Sunday, March 20, 2011

Concerns for US Nuclear Power Post Fukushima

The Fukushima events have reveled a number legitimate questions about the safety of nuclear power in the United States. A thorough review of the safety here at home is warranted and has commenced. While I am a no body, here are my major concerns.

1. Pressure relief venting. The design of the GE Mark I initially allowed for venting into the exterior containment buildings. A recommended modification to reroute relief pressure in excess of the suppression pool capacity was proposed by GE which appears to not have been implemented in the Fukushima case, which caused the explosions damaging several buildings and also appears to have caused damage to one of the reactor main containment suppression pool structure.

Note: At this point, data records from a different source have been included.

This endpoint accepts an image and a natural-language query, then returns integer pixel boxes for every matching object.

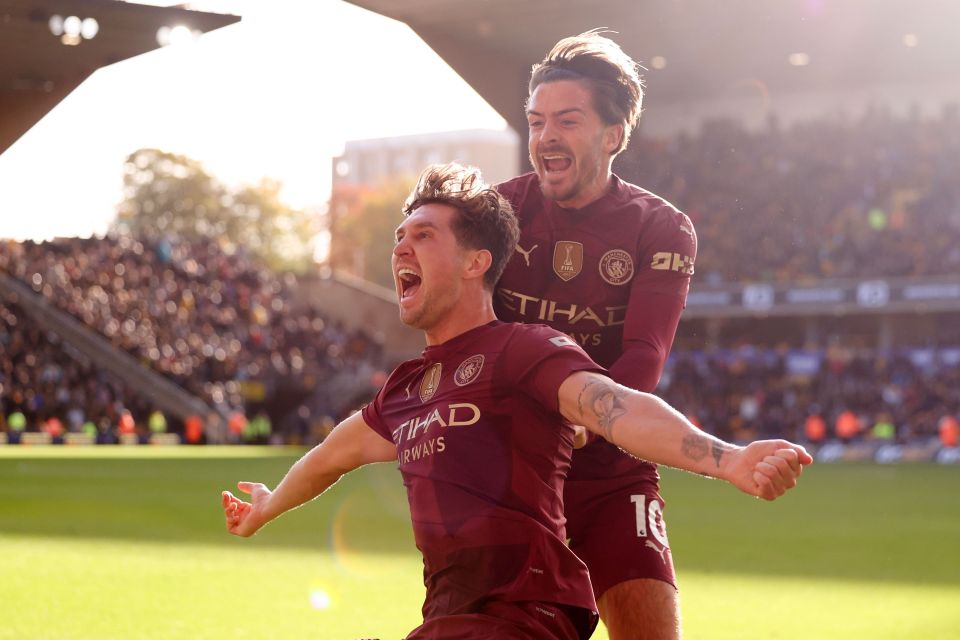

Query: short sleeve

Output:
[507,325,606,412]
[360,380,393,443]
[630,205,697,306]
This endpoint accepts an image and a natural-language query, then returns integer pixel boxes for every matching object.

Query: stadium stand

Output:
[616,105,960,286]
[0,237,382,440]
[0,106,960,450]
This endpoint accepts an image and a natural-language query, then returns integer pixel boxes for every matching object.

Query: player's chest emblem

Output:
[517,244,540,267]
[553,240,583,282]
[420,362,443,402]
[453,353,483,387]
[600,249,633,285]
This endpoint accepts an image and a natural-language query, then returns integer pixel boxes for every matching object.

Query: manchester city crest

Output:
[600,249,633,285]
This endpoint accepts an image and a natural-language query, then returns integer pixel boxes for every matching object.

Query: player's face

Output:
[392,203,464,331]
[527,80,623,209]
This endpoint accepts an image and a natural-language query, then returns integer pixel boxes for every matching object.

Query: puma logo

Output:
[517,244,540,267]
[644,540,668,564]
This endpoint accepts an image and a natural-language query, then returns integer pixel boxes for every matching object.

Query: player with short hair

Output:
[494,31,697,640]
[222,165,812,640]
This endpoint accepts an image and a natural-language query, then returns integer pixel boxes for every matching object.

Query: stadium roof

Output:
[349,0,960,131]
[0,0,240,153]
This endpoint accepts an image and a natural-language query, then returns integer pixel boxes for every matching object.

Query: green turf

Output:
[0,447,960,640]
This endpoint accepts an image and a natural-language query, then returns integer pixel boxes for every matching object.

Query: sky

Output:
[0,0,506,240]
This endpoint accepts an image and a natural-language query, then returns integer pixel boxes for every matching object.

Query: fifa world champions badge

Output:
[453,353,483,387]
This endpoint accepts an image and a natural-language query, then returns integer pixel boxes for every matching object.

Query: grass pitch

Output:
[0,446,960,640]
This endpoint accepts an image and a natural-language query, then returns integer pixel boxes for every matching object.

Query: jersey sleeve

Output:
[360,376,394,443]
[630,205,697,298]
[507,325,606,413]
[610,209,697,392]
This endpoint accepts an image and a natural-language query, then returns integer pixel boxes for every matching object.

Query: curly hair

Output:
[529,29,643,156]
[403,162,520,291]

2. Spent Fuel Storage Pool design may have cause greater than expected release of radiation. One of the primary reasons appears to be the design of the SFSP weir gate allowing more water leakage than expected or make up water loss for greater than expected duration. Make up water is a critical consideration that appears to have been compromised.

3. The design of the racks used in the SFSP and the spent fuel loading configuration needs to be verified. While considered an unlikely possibility, oxidation of the spent fuel rod cladding can occur and possibly spread if adequate dry pool passive ventilation is not available. Tests for the exact conditions at Fukushima have never been analyzed, only worst cases of totally dry pool conditions. The situation provides a unique opportunity to study mid-range situations assumed to be less critical than worst cases situations.

4. Due to tsunami destruction, offsite response equipment was greatly delayed and onsite equipment damage greater than expected. Availability of offsite equipment was reduced by the massive destruction caused by the combination earthquake and tsunami. Assigning proper priority of available equipment to the degree of risk appears to have been in question. Emergency response planning needs to be reviewed.

Those are the major considerations. "Real" risk in terms of released radiation needs to be clarified. Decisions by the plant control operators appear to have been influenced by less likely risks to the public resulting in greater overall risk. Plant designs allow for human error, but impact of human error can be reduced through better training.